BEIJING, June 6 (Xinhua) -- Nearly seven in 10 Chinese-listed companies on China's NASDAQ-style board are poised to register hefty profits for the first half of this year, casting light on momentum in emerging sectors and the solid economic fundamentals of the country.
As of Monday, nearly 69 percent of 64 Chinese publicly traded companies listed on the ChiNext had forecast profit growth or projected that losses would be transferred to gains in the January-June period, according to data from Choice, a leading financial data provider.
The profitability of listed companies offers insight into broader economic performance, analysts said.
Breakdown figures revealed that only 12 companies, or 18.8 percent of the total, are set to witness profit decreases or go into debt for the first six months, and the remainder have not made profit projections.
Five listed companies, including Zhejiang Jingsheng Mechanical and Electrical, predicted having the potential to at least nearly double their net profits in the first six months.
Zhejiang Jingsheng Mechanical and Electrical, a giant in the photovoltaic industry, forecast its net profit to surge between 70 percent and 100 percent year on year in the first six months, due to rising outlays on research and development.
Smart manufacturing now features on the company's production lines, reducing operational costs and improving work efficiency. Moreover, strengthened efforts on new product design and upgrading in tandem with stock option incentive plans sharpened technological competitiveness.
The company is testimony to Chinese businesses' ascent on the global value chain and the nation's economic restructuring.
China is moving toward an economy boosted by consumer spending, innovation and services, reducing reliance on investment and exports of low value-added goods, all helped by stronger efforts in innovation and research.
Chinese listed companies reported brisk profit growth in 2016, as they ramped up spending on research and development, with emerging sectors outperforming traditional industries.
Combined net profits from growth enterprises listed on the tech and emerging sector-heavy ChiNext board surged 36.7 percent in 2016, faster than the 4.3-percent growth from publicly traded companies on the two main bourses in Shanghai and Shenzhen, according to data from Choice.
On a national scale, China's research and development expenditure rose 9.4 percent in 2016 year on year to 1.55 trillion yuan (about 228 billion U.S. dollars), accounting for 2.08 percent of gross domestic product in 2016, data from the National Bureau of Statistics (NBS) revealed.
Smart manufacturing and emerging sectors such as next-generation IT technology will embrace stellar growth in China over the next decade, and these sectors will all have complete supply chains that will attract massive investment, Guotai Junan Securities said in a report.
"China's transition to slower but structurally rebalanced growth continues," the World Bank said in a recent report.

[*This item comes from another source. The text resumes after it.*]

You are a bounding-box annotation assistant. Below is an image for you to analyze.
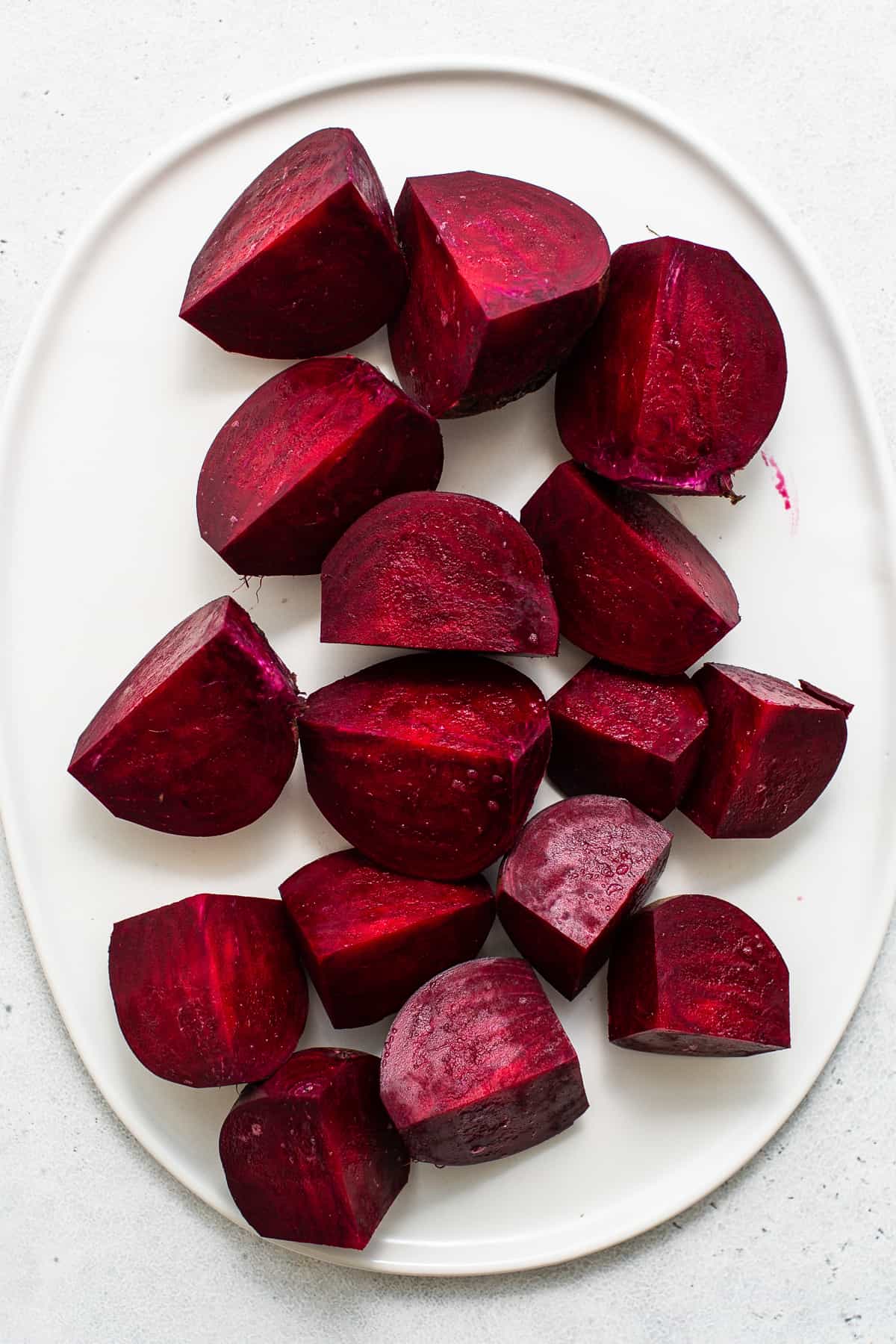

China's economy expanded 6.7 percent in 2016, the slowest growth rate in over a quarter of a century, but tangible economic restructuring achievements are emerging.
However, some industry observers cautioned that the process of transferring technological innovation into successful products for listed companies would be a bumpy road, with a number of advanced economies striving to be front runners.
"Industrial upgrading and increasing productivity will take many years of reforms, instead of being achieved overnight," said Zhao Yuncheng, a senior official at the NBS.
Moreover, slightly tightened market liquidity and tougher supervision to ward off financial risk weighed on the performance of many listed companies, despite their surging profit growth.
China's benchmark Shanghai Composite Index edged down to 3,091.66 points Monday, from 3,135.92 points on January 3, the first trading day of the year. The ChiNext Index, China's board of growth enterprises, fell to 1,761.25 points from 1,963.26 points over the period.